Untuk lebih jelasnya, konflik antara investor dengan kreditor seputar kebijakan dividen terjadi, dimana investor berusaha mengambil keuntungan dari dana kreditor melalui pembayaran dividen yang berlebih, terus menerus dan jumlahnya besar sebagai hasil dari investasinya. Sementara itu, kreditor memiliki kepentingan yaitu menuntut perusahaan untuk tidak membayarkan dividen yang berlebihan kepada investor agar tersedianya aktiva yang cukup untuk pelunasan utang perusahaan kepada dirinya saat jatuh tempo (Novita, 2017). Kemudian, kreditor juga berusaha menjaga keamanan dananya yang dipinjamkan kepada perusahaan dan berharap mendapat penghasilan bunga di masa mendatang. Untuk menghindari terjadinya transfer kekayaan, maka kreditor menekan manajer agar menerapkan akuntansi konservatif.

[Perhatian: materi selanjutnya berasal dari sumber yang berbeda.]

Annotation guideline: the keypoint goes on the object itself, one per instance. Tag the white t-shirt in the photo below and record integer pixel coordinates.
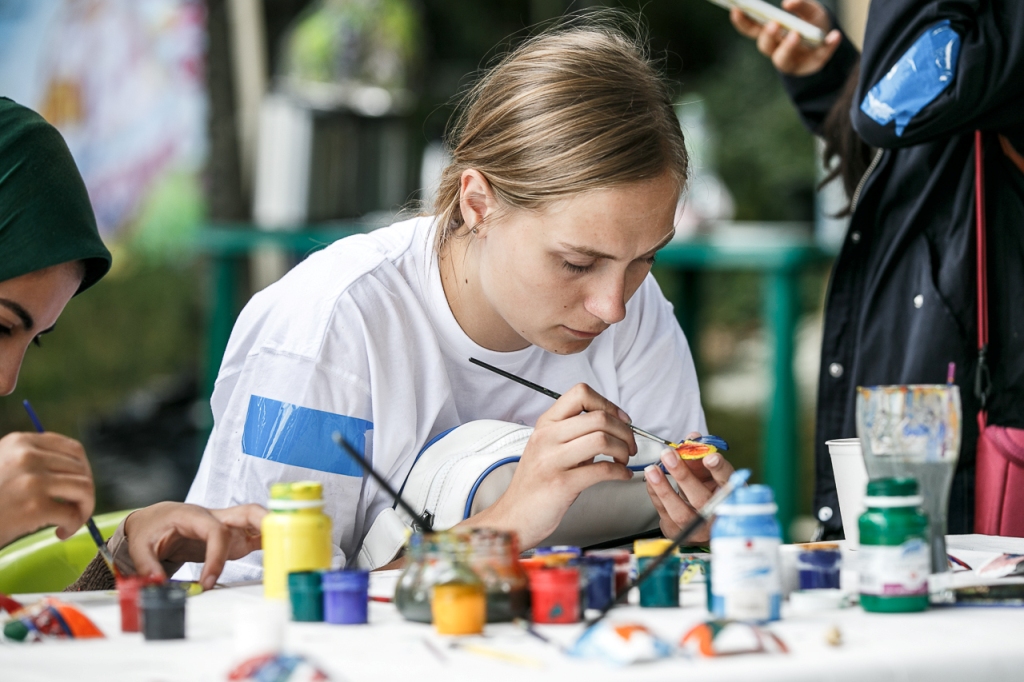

Juanda (2007) menyatakan bahwa penerapan metode akuntansi yang konservatif dapat menghindari pembayaran dividen yang berlebihan kepada investor. Sebab pada dasarnya perusahaan yang menerapkan akuntansi yang konservatif, maka laporan keuangannya akan menghasilkan laba dan aktiva cenderung rendah sedangkan beban dan utang cenderung tinggi. Kemudian, laba yang rendah menyebabkan dividen yang dibagikan manajer perusahaan kepada investor juga akan berkurang. Selain itu penggunaan akuntansi yang konservatif juga memberikan gambaran kepada kreditor terkait ketersediaan aktiva yang cukup untuk pembayaran utang perusahaan (Fitri, 2015).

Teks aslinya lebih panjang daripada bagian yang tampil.